The details of the five-year deal show the state would save $712.6 million in the first year and $849.4 million in the second year. Neither Malloy or the unions have said there is a deal yet, but a framework of the agreement they’ve been working on was given to the media Monday as bits and pieces of the deal had begun to leak out.
“I’m very thankful that they’ve come to an agreement,” House Speaker Joe Aresimowicz, D-Berlin, said Tuesday during a Capitol press conference.
The amount of savings means lawmakers and Malloy only have to find about $1.6 billion in spending cuts and revenues to balance the budget. However, that also assumes leadership of the State Employees Bargaining Agent Coalition will vote to open the health and pension part of the contract that doesn’t expire until 2022.
The agreement, which asks state employees and retirees to contribute more to their health and pension benefits, doesn’t offer explicit layoff protections.
“It truly is better than the alternative,” Aresimowicz, who works as an education coordinator for AFSCME Council 4, said. “It locks in some level of job security.”
He said it makes “substantial changes to the overall benefit package” and brings it more in line with private companies. He said the deal includes 90 to 95 percent of what Republican legislative leaders have been calling for regarding changes to the pensions by creating a hybrid 401k and defined benefit plan for new employees.
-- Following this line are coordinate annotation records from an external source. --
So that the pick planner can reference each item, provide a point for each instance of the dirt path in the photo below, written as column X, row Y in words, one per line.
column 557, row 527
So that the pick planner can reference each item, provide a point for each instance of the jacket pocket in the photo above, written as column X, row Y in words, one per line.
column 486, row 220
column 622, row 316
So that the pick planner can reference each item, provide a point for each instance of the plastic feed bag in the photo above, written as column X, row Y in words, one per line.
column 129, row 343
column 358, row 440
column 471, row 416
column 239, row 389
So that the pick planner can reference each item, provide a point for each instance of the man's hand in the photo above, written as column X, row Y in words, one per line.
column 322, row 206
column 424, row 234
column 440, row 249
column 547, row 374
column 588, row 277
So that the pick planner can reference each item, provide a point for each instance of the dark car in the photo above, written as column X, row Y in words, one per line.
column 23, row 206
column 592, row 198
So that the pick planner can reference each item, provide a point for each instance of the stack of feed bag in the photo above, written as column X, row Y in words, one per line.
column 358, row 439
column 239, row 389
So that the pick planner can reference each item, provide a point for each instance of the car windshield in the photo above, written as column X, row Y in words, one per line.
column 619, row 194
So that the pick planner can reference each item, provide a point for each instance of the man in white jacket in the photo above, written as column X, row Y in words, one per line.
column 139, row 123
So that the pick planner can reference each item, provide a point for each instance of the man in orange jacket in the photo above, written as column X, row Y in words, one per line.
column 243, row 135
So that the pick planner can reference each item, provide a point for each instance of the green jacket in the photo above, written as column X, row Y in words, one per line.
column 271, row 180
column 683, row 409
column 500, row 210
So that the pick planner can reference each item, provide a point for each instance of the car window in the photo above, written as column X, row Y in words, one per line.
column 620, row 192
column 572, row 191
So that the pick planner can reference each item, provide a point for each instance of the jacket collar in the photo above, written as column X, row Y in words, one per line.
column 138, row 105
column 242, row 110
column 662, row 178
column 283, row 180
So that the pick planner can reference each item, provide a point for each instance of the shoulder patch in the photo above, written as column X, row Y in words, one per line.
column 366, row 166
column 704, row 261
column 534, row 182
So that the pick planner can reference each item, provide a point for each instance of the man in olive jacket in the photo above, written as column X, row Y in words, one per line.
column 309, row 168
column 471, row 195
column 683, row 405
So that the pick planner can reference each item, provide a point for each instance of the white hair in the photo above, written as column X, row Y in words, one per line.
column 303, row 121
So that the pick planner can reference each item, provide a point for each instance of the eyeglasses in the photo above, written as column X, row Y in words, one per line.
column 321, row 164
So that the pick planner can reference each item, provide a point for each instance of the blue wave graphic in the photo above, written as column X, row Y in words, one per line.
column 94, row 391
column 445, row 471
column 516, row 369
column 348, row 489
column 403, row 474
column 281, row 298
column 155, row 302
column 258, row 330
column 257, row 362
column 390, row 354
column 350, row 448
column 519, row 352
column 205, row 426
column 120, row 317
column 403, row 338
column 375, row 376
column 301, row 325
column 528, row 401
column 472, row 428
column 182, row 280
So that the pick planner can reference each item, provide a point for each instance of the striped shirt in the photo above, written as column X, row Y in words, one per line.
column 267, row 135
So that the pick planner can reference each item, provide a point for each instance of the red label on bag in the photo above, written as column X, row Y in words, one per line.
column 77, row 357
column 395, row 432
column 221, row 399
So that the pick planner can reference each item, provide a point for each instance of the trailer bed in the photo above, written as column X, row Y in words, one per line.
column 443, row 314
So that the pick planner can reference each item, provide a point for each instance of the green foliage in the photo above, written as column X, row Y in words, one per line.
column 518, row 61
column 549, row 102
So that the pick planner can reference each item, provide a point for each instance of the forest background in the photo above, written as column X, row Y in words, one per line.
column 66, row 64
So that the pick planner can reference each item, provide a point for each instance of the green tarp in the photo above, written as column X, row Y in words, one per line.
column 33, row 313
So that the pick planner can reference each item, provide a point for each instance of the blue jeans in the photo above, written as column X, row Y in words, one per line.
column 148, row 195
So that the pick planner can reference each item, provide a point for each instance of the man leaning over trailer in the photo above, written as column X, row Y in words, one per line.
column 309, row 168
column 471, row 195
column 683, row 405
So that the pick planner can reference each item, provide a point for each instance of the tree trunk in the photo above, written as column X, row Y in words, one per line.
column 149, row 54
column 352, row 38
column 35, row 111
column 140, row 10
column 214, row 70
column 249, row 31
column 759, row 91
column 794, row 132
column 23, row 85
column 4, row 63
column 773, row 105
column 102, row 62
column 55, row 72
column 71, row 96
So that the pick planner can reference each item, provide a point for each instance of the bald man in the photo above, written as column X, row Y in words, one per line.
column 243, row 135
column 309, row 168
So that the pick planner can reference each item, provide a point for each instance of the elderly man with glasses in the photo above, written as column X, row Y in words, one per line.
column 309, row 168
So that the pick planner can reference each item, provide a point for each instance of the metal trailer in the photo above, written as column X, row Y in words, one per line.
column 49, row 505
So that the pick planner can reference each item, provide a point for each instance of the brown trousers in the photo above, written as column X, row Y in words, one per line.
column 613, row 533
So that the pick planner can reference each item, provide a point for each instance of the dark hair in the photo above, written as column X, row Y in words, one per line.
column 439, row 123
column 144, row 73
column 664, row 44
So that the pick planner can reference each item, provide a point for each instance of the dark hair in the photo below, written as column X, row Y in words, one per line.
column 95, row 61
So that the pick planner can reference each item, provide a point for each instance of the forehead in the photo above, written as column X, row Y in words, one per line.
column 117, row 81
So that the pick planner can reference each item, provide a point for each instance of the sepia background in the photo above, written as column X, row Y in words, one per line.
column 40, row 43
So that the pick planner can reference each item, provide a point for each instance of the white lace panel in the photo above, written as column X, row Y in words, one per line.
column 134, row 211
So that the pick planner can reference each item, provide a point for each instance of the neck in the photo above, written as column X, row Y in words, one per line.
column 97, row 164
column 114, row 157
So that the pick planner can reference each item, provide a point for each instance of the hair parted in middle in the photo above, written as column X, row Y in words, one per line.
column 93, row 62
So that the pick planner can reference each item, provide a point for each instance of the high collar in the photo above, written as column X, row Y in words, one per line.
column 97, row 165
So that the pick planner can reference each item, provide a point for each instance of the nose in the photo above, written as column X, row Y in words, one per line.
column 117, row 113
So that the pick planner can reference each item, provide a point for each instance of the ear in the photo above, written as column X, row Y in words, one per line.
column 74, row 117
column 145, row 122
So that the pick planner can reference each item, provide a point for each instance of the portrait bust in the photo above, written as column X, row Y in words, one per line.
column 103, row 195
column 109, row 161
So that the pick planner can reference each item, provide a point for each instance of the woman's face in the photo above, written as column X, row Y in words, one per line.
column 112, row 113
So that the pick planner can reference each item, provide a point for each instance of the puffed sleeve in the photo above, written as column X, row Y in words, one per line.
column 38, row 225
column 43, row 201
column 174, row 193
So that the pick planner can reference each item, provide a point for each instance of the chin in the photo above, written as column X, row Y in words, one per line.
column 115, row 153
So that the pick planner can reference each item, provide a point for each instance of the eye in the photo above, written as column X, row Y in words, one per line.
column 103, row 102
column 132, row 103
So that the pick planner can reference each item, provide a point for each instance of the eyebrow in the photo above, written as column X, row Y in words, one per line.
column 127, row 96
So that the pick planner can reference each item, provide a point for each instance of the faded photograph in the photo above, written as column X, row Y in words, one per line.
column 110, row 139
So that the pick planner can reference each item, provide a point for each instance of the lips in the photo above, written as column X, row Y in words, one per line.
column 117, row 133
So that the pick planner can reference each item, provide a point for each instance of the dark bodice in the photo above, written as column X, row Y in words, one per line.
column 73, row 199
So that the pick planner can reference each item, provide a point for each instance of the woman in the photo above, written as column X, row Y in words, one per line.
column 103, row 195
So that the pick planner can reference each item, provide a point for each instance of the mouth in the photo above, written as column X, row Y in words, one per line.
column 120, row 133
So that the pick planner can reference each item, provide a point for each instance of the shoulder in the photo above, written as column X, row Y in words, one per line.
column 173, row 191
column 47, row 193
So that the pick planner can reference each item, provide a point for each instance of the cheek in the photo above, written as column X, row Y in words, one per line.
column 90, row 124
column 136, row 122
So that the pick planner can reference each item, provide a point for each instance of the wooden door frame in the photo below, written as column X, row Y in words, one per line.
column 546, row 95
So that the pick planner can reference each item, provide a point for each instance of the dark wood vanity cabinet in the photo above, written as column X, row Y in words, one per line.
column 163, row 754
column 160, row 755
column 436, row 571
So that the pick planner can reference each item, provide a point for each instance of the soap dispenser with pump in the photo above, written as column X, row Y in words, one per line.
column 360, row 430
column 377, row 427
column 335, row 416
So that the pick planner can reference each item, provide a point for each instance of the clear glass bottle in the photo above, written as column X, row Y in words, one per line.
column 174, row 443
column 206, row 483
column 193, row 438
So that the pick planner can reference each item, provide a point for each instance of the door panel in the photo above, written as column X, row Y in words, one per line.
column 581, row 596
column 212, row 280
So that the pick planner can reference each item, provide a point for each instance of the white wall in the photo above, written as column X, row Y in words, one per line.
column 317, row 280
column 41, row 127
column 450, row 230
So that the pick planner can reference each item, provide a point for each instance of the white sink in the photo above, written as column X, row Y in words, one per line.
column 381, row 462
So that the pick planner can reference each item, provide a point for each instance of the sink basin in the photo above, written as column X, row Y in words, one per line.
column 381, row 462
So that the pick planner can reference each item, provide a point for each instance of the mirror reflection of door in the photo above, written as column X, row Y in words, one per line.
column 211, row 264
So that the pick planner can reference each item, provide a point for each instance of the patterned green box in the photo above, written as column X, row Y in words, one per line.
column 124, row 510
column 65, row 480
Aresimowicz said when the labor deal is ratified by rank-and-file unions members his intention is to return to the state Capitol, likely after the end of the session, to vote to approve the deal. The legislature has the ability to allow the deal to sit on the calendar for 30 days and automatically go into effect.
He said the labor deal will be assumed as part of the budget process, so in a sense they will get to vote on it twice.
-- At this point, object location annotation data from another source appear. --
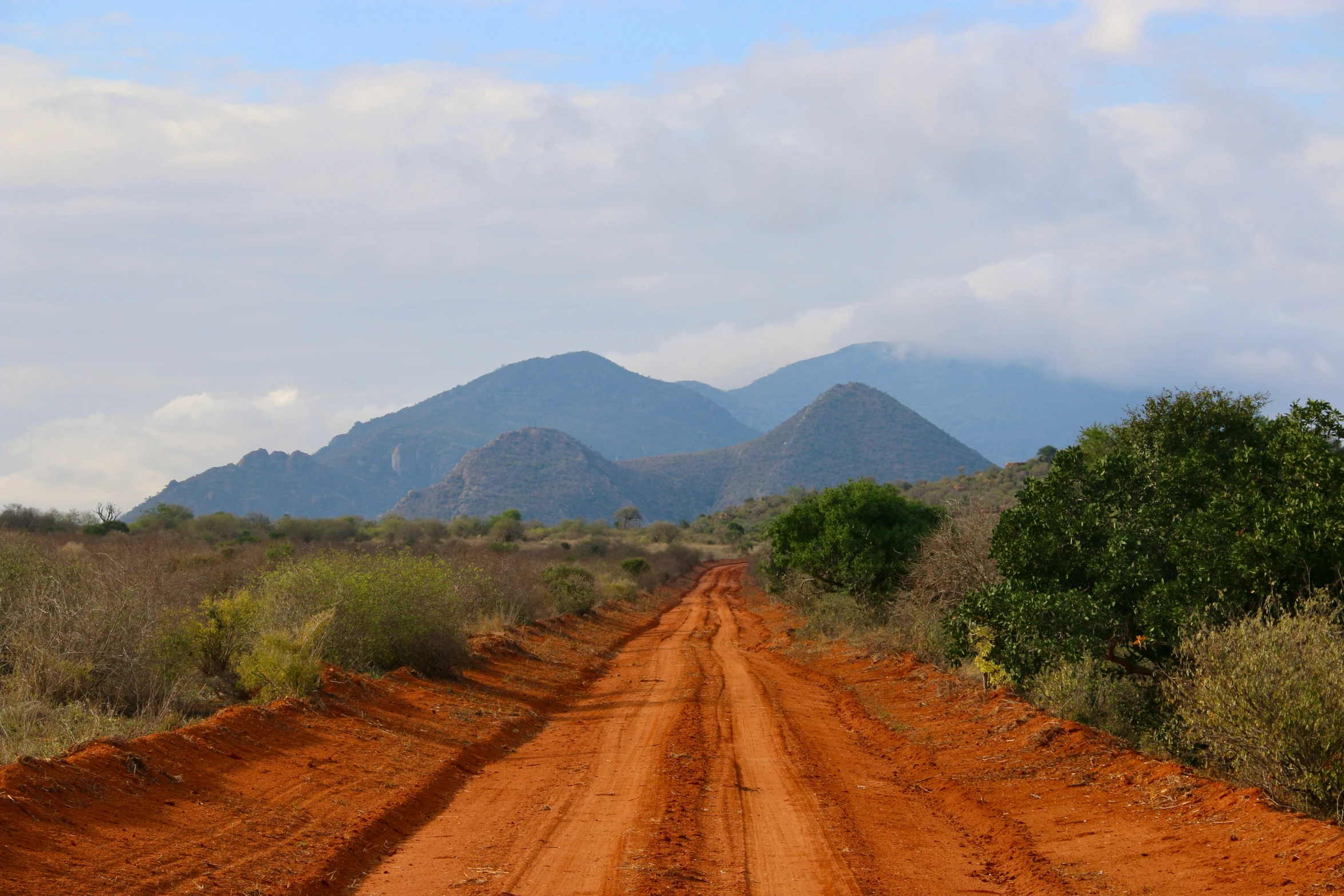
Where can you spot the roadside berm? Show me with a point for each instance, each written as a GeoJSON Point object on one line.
{"type": "Point", "coordinates": [687, 748]}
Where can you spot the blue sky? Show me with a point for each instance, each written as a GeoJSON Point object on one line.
{"type": "Point", "coordinates": [586, 43]}
{"type": "Point", "coordinates": [228, 226]}
{"type": "Point", "coordinates": [226, 46]}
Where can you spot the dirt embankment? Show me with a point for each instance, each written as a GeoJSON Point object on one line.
{"type": "Point", "coordinates": [711, 755]}
{"type": "Point", "coordinates": [299, 797]}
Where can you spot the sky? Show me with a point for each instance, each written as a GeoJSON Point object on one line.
{"type": "Point", "coordinates": [249, 225]}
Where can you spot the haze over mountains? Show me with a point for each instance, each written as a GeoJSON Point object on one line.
{"type": "Point", "coordinates": [674, 449]}
{"type": "Point", "coordinates": [1004, 412]}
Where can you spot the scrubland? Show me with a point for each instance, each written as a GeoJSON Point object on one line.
{"type": "Point", "coordinates": [127, 633]}
{"type": "Point", "coordinates": [1174, 579]}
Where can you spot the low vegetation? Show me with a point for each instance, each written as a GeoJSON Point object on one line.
{"type": "Point", "coordinates": [1174, 579]}
{"type": "Point", "coordinates": [124, 633]}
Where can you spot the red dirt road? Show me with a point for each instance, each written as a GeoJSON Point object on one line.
{"type": "Point", "coordinates": [697, 751]}
{"type": "Point", "coordinates": [703, 763]}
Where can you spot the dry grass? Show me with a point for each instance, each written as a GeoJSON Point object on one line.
{"type": "Point", "coordinates": [128, 635]}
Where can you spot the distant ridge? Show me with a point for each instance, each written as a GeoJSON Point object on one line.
{"type": "Point", "coordinates": [542, 472]}
{"type": "Point", "coordinates": [370, 468]}
{"type": "Point", "coordinates": [1005, 412]}
{"type": "Point", "coordinates": [850, 432]}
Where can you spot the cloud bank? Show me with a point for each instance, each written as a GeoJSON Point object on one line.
{"type": "Point", "coordinates": [379, 234]}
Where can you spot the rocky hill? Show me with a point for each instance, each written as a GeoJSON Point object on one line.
{"type": "Point", "coordinates": [542, 472]}
{"type": "Point", "coordinates": [1005, 412]}
{"type": "Point", "coordinates": [370, 468]}
{"type": "Point", "coordinates": [851, 432]}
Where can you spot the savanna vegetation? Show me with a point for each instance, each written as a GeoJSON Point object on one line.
{"type": "Point", "coordinates": [117, 632]}
{"type": "Point", "coordinates": [1174, 579]}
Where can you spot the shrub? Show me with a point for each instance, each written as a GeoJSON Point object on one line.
{"type": "Point", "coordinates": [467, 527]}
{"type": "Point", "coordinates": [1264, 696]}
{"type": "Point", "coordinates": [953, 560]}
{"type": "Point", "coordinates": [280, 552]}
{"type": "Point", "coordinates": [663, 531]}
{"type": "Point", "coordinates": [163, 516]}
{"type": "Point", "coordinates": [571, 587]}
{"type": "Point", "coordinates": [220, 633]}
{"type": "Point", "coordinates": [855, 537]}
{"type": "Point", "coordinates": [287, 664]}
{"type": "Point", "coordinates": [1096, 694]}
{"type": "Point", "coordinates": [105, 527]}
{"type": "Point", "coordinates": [1191, 512]}
{"type": "Point", "coordinates": [635, 567]}
{"type": "Point", "coordinates": [387, 609]}
{"type": "Point", "coordinates": [507, 527]}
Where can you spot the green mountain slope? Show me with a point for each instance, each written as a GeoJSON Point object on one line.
{"type": "Point", "coordinates": [851, 432]}
{"type": "Point", "coordinates": [542, 472]}
{"type": "Point", "coordinates": [370, 468]}
{"type": "Point", "coordinates": [1007, 412]}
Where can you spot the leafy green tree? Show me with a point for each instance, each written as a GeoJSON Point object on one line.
{"type": "Point", "coordinates": [857, 537]}
{"type": "Point", "coordinates": [1194, 511]}
{"type": "Point", "coordinates": [164, 516]}
{"type": "Point", "coordinates": [628, 516]}
{"type": "Point", "coordinates": [635, 567]}
{"type": "Point", "coordinates": [571, 587]}
{"type": "Point", "coordinates": [507, 525]}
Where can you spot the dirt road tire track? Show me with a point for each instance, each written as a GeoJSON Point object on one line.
{"type": "Point", "coordinates": [774, 795]}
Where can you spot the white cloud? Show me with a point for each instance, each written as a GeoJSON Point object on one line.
{"type": "Point", "coordinates": [127, 457]}
{"type": "Point", "coordinates": [1118, 26]}
{"type": "Point", "coordinates": [729, 355]}
{"type": "Point", "coordinates": [379, 234]}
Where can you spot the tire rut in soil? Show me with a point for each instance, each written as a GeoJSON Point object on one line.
{"type": "Point", "coordinates": [722, 770]}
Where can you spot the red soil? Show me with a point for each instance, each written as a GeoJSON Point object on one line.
{"type": "Point", "coordinates": [299, 797]}
{"type": "Point", "coordinates": [707, 755]}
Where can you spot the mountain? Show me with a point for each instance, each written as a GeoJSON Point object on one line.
{"type": "Point", "coordinates": [1007, 412]}
{"type": "Point", "coordinates": [850, 432]}
{"type": "Point", "coordinates": [263, 481]}
{"type": "Point", "coordinates": [370, 468]}
{"type": "Point", "coordinates": [542, 472]}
Eighty percent of the SEBAC leadership, which includes the presidents of the state employee unions, will need to vote to reopen the contract. Then 8 of the 15 unions and 50 percent of the voting members will be needed to win ratification before it goes to the legislature for approval.
Senate President Martin Looney, D-New Haven, said the union package seems to meet the number they were counting on for concessions for the next two years.
He said he understands it’s going to take about a month for the union leaders to have meetings with their members to explain the package. He said his understanding is they would hold votes around June 19 and June 23.
That’s before the June 30 end of the fiscal year.
Looney said lawmakers could adopt a budget assuming that ratification of the deal by the unions will take place.
Aresimowicz said the “worst possible thing for the state of Connecticut, for us in elected services, and those in union employment throughout the state was if this deal was not ratified one way or another.”
He said they can’t go back and ask for more concessions at this point and they should work to approve the deal that’s one the table.
Senate Republican President Len Fasano, R-North Haven, said he’s waiting for the actuarial analysis of the deal before passing judgment on it.
“Until I get the numbers I cannot say whether I’m in favor of this or not,” Fasano said. “I’m skeptical, but I want to see the numbers.”
He said this can’t be looked at as a two year deal. It has to be looked at as a 10 year deal. He said he’s skeptical of the need to extend it another five years to 2027, but is reserving judgment until he seeks the actuarial analysis.
House Minority Leader Themis Klarides, R-Derby, said the savings don’t justify extending the “unaffordable pension and healthcare benefits five years.”
“Committing taxpayers, future governors and the next five legislatures to paying for fringe benefits that are unseen anywhere else but in state government — and a pension system that is collapsing around us as we speak — is unfathomable,” Klarides said. “After months of negotiations, this proposed deal falls short of where we need to be.”